Public policy benefits community foundations
Since 1969, US tax policy has favored community foundations and other public charities over private foundations. The tax deduction for donating to private foundations is capped at 30 percent of adjusted gross income, while deductions for donations to public charities are capped at 50 percent of adjusted gross income. Private foundations also face more stringent reporting requirements and a tax on net investment income.
Many states have policies that provide benefits to community foundations beyond those received by other public charities. Iowa, Kentucky, Maryland, Michigan, Minnesota, Nebraska, and Ohio provide or have provided tax credits to businesses or individuals who donate to community foundations. Iowa also designates a portion of gaming tax revenue to community foundations through its County Endowment Fund Program.
There is not enough evidence to link these policies to the growth of community foundations, but we know taxes affect donations. Donors increase their gifts by more than 1 percentage point for each percentage point in tax savings.
A call for research
Beyond linking current policy to the growth of community foundations, more research is needed to examine the effects of community foundations. Because community foundations are intermediaries between donors and service providers, making this link will be difficult.
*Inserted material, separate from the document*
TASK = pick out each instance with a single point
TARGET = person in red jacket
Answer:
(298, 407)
There is research documenting successful community foundation initiatives, exploring the relationship between donations and measures of social trust, and determining the factors associated with fiscal efficiency and grantmaking performance. But it is difficult to assess the initiatives funded in part by community foundation grants, the effect community foundations have on a community’s social fabric, or the factors associated with successful grant-funded activities.
Community Foundation Week is a great time to learn about local community foundations and to ask how we can better understand these important and growing institutions.